Basic cultural transmission can involve different social intentional capacities, and it certainly need not imply symbolic speech, for which there is somewhat more support around the time of Homo erectus and the Acheulian industries. It seems plausible, however, that the earliest stone tool cultures involved at least the ability to share attention to things, as well as to coordinate social activities to allow for basic cooperation. While learning by imitation—as in chimpanzee nut-cracking – does not necessarily presuppose such capacities, it seems likely that group reliance upon stone tool technologies would have selected traits that support the social transmission of technical skills, as Morgan et al. (2015) suggest. If this is so, then it is worth considering that the presence of tool industries boosted the cognitive-intentional capacities involved in the most basic gestural triadic acts which allow coordinating cooperative action based on shared practice horizons. This would be of use not only in the acquisition of knapping skills but also for sharing information pertaining to the “mapping of the distributions of lithic sources across the landscape” (Hiscock, 2014: 31), in other words, for pointing to resources in the immediate environment.
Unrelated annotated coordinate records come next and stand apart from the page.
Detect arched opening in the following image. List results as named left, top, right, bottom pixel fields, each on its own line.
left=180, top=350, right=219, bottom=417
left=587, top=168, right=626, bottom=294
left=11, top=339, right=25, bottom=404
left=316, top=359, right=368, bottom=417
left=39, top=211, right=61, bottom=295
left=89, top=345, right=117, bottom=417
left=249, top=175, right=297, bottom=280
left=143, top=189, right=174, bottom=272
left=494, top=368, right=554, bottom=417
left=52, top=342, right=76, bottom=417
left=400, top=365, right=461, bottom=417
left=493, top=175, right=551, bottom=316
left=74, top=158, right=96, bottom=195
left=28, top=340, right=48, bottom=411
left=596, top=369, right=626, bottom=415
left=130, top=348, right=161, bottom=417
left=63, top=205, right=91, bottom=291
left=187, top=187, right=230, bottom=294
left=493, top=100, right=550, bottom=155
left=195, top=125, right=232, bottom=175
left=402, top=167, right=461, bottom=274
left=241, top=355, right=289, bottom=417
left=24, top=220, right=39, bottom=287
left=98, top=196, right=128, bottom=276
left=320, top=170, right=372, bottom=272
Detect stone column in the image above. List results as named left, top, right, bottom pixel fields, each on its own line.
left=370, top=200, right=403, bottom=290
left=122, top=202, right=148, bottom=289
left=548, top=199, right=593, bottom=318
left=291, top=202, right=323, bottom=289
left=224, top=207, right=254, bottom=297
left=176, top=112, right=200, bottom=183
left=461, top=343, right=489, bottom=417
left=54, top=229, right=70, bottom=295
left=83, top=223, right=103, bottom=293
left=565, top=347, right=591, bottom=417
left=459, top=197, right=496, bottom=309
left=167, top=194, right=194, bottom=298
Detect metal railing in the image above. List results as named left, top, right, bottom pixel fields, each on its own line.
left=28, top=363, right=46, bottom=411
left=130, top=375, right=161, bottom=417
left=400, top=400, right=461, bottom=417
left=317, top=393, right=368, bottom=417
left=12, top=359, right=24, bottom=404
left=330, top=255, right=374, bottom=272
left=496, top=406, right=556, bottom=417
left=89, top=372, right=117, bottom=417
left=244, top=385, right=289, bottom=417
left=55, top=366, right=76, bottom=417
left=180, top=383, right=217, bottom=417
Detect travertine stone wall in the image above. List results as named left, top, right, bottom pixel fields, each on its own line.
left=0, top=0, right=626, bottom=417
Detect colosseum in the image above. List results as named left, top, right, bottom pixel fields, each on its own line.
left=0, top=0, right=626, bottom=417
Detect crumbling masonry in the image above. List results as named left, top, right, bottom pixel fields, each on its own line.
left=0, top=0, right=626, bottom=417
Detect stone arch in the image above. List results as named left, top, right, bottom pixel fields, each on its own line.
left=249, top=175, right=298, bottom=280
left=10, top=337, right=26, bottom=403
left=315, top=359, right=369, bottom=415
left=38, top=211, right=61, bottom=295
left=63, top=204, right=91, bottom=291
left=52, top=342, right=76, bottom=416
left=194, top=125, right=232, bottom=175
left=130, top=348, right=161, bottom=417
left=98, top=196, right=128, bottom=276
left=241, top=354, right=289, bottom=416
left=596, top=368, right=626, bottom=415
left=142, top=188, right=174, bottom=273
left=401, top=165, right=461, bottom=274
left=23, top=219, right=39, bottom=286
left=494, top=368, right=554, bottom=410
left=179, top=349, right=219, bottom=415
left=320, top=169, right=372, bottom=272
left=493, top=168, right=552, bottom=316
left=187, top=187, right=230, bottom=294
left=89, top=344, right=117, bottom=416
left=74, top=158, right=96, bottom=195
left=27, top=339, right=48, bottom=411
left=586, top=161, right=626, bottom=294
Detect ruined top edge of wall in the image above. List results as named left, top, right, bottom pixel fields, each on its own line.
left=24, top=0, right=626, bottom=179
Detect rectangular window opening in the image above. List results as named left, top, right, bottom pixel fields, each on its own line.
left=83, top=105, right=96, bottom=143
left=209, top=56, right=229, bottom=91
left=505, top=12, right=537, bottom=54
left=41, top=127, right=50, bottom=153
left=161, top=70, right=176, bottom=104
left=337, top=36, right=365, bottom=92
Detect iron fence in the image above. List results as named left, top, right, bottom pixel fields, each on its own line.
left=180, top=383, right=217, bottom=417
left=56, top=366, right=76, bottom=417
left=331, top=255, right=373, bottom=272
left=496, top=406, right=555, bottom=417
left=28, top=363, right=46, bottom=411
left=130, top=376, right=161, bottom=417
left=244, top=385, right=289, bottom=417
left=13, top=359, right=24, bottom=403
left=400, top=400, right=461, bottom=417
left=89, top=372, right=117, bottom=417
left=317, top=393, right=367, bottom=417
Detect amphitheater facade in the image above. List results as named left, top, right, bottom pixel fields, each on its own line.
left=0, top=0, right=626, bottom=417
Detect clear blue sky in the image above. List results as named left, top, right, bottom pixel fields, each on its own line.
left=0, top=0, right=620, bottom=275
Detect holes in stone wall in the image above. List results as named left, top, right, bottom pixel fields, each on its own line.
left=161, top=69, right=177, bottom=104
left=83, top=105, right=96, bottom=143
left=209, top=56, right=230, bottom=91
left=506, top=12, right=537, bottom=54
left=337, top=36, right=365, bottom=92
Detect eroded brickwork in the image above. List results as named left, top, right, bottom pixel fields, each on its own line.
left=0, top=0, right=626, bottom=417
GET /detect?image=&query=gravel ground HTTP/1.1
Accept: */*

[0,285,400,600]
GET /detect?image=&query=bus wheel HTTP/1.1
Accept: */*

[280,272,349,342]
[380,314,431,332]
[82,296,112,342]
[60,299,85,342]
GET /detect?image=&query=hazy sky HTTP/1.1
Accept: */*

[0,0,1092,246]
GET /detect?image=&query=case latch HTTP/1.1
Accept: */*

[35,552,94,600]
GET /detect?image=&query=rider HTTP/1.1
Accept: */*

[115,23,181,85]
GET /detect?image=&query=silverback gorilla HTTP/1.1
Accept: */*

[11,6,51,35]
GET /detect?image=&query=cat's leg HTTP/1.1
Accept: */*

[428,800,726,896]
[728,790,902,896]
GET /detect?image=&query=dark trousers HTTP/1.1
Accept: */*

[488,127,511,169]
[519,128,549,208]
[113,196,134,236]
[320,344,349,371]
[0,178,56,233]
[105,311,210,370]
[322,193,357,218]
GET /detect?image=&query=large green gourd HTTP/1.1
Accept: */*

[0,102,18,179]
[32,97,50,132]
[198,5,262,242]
Ultimately, when and where triadic gestural acts first developed is impossible to determine with certainty, at least by current means. Moreover, questions about first beginnings need not always be very meaningful. As mentioned earlier, chimpanzees in captivity already understand pointing, even without any human instruction. It thus seems even they already possess the relevant cognitive-intentional infrastructure, and that relatively basic cooperative circumstances can suffice to motivate them to spontaneously use it. My main point has been that complex communication requires the ability to actively manipulate each other’s gaze, in order to share attention, and for primates, pointing is the most basic way of doing this. Moreover, I argued that pointing’s complex intentional structure shares essential features with both gaze following and symbolic acts, which allows it to function as a kind of bridge between them, as it, in fact, does in human ontogeny. All of this suggests that pointing may have played a crucial role in the evolution of communicative capacities in the hominin lineage.

Conclusion

In this paper, I analyzed the intentional structure of pointing and explored the possible use of it by LP/ESA hominins. I argued that of the four social acts discussed, which at least captive chimpanzees are all capable of, only pointing shares important characteristics with symbolic acts, namely a combination of a triadic act structure, third order intentionality on the interpreter’s side, a social intention which is not codified indexically or iconically, and a reliance upon shared practice horizons. Pointing is more complex than is standardly acknowledged in the literature, and may have functioned as a bridge toward more fully symbolic cognition.